1. Plaintiff is entitled to an itemized specification of unpaid charges intelligibly stating what charges are being paid and what charges are not being paid and explaining the reasons for non-payment such that the claimant can understand the basis for rejection and respond.

2. Defendant’s alleged explanation of benefits is not comprehensible and is woefully inadequate in terms of what Florida Statute §627.736(4)(b) requires, as Defendant’s purported itemized specification simply cites various sections of Florida Statute §627.736, but does not explain, if at all: 1) which provisions, if any, apply; 2) how the medical provider violated the statute; and 3) what is needed to process the claim.

3. The Court rejects Defendant’s argument that the composite itemized specification sent to Plaintiff is a legally sufficient itemized specification of unpaid charges (Explanation of Benefits). The document does not enlighten a medical provider as to how the claim should be properly billed nor does it explain why the bill was denied or reduced and what other information would be needed to process the claim.

4. Pursuant to Florida Statute §627.736(4)(b), an itemized specification requires a charge by charge specification, stating why the bill was denied or reduced, and what is specifically needed to process the claim.

5. Defendant has introduced no competent evidence that it has ever furnished Plaintiff with any other written explanation of denial.

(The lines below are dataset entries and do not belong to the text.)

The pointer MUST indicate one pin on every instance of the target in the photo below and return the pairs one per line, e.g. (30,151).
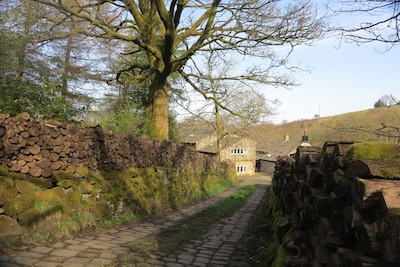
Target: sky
(344,77)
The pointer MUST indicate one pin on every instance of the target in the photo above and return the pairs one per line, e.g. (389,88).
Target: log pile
(39,147)
(338,212)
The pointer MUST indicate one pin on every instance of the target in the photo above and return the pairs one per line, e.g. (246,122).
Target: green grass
(202,222)
(191,228)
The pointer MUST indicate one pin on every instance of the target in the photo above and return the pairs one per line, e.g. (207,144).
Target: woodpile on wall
(38,148)
(338,211)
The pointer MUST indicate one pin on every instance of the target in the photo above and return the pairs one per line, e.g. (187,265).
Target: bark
(159,109)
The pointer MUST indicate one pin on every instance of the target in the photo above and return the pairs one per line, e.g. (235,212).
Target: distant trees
(386,101)
(169,34)
(43,65)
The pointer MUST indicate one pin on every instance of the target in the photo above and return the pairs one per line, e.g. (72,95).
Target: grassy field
(360,126)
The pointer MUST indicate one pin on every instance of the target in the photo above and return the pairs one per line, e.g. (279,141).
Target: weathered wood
(35,171)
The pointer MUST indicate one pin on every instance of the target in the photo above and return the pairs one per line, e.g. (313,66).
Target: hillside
(360,126)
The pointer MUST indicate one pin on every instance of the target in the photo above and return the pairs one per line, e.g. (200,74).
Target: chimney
(286,137)
(304,138)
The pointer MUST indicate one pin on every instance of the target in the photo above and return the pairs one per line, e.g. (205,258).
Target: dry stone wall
(38,148)
(57,179)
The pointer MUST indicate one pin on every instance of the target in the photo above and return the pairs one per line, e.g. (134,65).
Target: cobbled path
(219,247)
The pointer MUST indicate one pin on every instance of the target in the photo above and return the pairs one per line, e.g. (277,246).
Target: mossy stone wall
(100,176)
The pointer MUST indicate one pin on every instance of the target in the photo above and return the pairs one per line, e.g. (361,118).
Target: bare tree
(171,32)
(229,105)
(380,20)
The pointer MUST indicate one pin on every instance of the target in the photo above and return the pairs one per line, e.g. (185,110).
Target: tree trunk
(158,109)
(67,59)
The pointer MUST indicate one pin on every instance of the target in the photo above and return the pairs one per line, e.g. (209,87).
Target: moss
(7,191)
(84,197)
(280,258)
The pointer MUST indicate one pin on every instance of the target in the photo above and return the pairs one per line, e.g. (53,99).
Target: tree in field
(381,20)
(170,33)
(386,101)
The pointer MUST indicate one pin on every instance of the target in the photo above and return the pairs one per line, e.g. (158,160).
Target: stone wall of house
(331,210)
(57,178)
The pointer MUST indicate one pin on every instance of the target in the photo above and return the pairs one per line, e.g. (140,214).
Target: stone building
(239,150)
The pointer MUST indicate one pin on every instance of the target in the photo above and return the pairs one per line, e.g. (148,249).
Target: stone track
(219,247)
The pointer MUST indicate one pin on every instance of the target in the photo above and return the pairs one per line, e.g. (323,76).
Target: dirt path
(222,246)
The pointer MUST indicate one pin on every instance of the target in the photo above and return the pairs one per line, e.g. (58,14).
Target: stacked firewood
(336,213)
(39,147)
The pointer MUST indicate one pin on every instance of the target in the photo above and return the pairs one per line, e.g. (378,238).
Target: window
(241,169)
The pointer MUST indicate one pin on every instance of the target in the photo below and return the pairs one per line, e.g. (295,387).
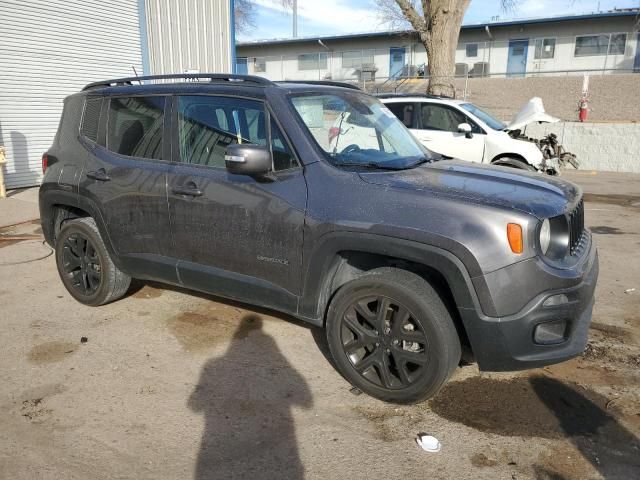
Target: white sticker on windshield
(387,112)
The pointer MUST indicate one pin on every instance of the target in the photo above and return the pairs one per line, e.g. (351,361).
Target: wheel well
(350,265)
(62,213)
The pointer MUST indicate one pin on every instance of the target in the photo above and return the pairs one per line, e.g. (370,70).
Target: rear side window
(404,111)
(135,126)
(91,118)
(207,125)
(439,117)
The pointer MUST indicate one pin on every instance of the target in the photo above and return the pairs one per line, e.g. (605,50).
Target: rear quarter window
(135,126)
(91,118)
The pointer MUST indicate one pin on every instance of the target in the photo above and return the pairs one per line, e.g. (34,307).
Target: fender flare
(50,198)
(325,259)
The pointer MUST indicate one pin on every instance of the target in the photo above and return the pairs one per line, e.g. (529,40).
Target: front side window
(135,126)
(207,125)
(312,61)
(91,119)
(356,129)
(545,48)
(588,45)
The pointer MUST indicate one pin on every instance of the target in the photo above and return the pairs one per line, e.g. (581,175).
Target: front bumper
(507,343)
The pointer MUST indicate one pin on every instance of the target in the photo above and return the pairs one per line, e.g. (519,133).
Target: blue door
(396,61)
(636,63)
(517,63)
(241,66)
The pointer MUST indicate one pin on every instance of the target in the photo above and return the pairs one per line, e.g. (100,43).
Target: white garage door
(48,50)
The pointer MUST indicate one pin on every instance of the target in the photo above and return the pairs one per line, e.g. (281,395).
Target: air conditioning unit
(462,69)
(480,69)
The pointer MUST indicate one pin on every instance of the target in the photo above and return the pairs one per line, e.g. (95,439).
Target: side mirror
(466,129)
(248,159)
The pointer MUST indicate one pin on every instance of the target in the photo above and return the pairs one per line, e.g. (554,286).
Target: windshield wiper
(369,165)
(425,159)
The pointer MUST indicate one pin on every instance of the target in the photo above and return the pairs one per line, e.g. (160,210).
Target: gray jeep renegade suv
(241,187)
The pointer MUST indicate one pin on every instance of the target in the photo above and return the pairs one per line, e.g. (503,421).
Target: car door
(125,180)
(235,235)
(437,128)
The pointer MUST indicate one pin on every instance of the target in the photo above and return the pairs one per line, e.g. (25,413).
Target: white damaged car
(459,129)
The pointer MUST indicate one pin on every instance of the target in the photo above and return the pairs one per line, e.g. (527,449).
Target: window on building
(617,43)
(352,59)
(207,125)
(312,61)
(588,45)
(91,119)
(135,126)
(472,49)
(259,64)
(545,48)
(357,58)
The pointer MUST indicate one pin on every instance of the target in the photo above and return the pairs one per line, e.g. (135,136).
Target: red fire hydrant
(583,108)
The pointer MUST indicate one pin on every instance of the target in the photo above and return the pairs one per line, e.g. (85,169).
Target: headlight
(545,236)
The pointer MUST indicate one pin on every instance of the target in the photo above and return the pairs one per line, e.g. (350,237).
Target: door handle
(100,175)
(188,190)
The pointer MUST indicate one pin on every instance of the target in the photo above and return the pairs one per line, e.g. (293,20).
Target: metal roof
(393,33)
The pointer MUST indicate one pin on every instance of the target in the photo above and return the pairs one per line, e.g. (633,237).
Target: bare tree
(244,12)
(437,23)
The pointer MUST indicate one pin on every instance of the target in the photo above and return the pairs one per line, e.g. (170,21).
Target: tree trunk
(438,29)
(443,23)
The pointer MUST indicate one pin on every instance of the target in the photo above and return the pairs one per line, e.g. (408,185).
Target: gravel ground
(173,384)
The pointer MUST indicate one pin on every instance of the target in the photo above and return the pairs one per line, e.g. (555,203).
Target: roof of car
(415,97)
(189,81)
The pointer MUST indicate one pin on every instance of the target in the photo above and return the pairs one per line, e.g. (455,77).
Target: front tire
(85,266)
(391,336)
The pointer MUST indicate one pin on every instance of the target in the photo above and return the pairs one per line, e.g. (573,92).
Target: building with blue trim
(604,42)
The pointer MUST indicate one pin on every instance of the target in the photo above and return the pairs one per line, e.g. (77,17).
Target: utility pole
(295,18)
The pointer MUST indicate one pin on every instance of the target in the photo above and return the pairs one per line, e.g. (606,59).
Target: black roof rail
(402,95)
(212,77)
(329,83)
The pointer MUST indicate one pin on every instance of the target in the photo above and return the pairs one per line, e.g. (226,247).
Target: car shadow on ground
(611,448)
(247,397)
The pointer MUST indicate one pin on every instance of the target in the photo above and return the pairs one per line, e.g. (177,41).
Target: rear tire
(85,266)
(391,336)
(512,162)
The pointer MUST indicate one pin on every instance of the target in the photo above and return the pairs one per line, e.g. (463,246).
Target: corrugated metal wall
(48,50)
(189,35)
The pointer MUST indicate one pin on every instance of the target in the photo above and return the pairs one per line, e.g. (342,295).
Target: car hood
(531,193)
(532,111)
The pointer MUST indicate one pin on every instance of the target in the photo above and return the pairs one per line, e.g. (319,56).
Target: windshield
(353,128)
(487,118)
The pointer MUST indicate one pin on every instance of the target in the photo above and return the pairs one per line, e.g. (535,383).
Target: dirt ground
(170,384)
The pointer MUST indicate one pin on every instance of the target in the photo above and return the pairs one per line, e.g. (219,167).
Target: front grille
(576,228)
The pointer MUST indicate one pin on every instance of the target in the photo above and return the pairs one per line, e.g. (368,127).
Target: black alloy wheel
(383,342)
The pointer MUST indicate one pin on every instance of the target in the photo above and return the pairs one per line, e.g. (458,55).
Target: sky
(335,17)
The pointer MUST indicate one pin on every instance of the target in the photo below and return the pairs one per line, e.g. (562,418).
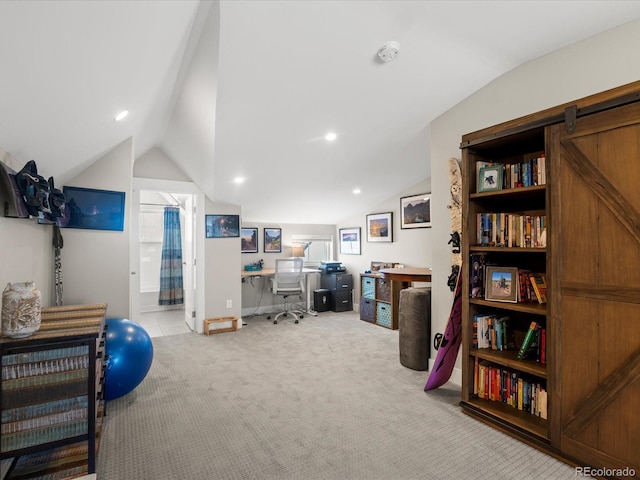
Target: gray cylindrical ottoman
(414,325)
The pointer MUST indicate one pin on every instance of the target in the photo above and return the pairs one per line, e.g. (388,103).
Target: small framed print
(222,226)
(272,240)
(380,227)
(490,178)
(415,211)
(249,240)
(350,241)
(501,284)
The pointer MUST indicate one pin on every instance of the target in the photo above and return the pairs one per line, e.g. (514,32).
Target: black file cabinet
(340,286)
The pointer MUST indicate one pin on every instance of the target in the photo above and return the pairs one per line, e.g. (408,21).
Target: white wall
(410,247)
(222,276)
(95,263)
(602,62)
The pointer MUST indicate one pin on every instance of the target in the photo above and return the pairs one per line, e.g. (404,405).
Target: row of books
(44,421)
(29,438)
(44,355)
(532,286)
(44,380)
(529,173)
(44,367)
(499,384)
(511,230)
(41,409)
(498,333)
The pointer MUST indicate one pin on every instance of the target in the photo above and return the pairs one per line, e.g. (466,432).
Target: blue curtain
(171,291)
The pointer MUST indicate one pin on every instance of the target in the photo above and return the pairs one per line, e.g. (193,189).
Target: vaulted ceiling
(249,89)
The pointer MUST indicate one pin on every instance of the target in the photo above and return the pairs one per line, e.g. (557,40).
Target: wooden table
(408,274)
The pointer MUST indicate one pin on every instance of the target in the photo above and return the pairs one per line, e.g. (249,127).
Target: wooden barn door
(595,264)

6. The Court finds that not only is such an itemized specification required by Florida Statutes 627.736(4)(b), but it makes good sense on public policy grounds because the prompt exchange of information before suit is filed reduces the amount of litigation filed and allows claimants to resolve or correct problems with claims before suit is filed.

7. Providers armed with the information provided by an itemized specification can make informed decisions as to where they stand in relation to their submitted claims and resolve their issues with the insurer before needlessly involving the Court. Frivolous unnecessary litigation may thus be avoided. To rule otherwise would place a provider in an untenable “Catch-22” position of having to sue when it is in the dark, and then being faced with exposure for the imposition of Section 57.105(1), F.S., attorney’s fees when it learns that an insurance company properly reduced or denied a medical bill.

Accordingly, it is ordered and adjudged that

1. Partial Judgement be entered in favor of Plaintiff on Counts I and II of Plaintiff’s Complaint. Count III shall be tried by jury.

2. Plaintiff is entitled to attorney’s fees and costs related to Counts I and II, pursuant to Florida Statute §627.736(8) and Florida Statute §627.428 to be determined at a later date upon timely motion by Plaintiff.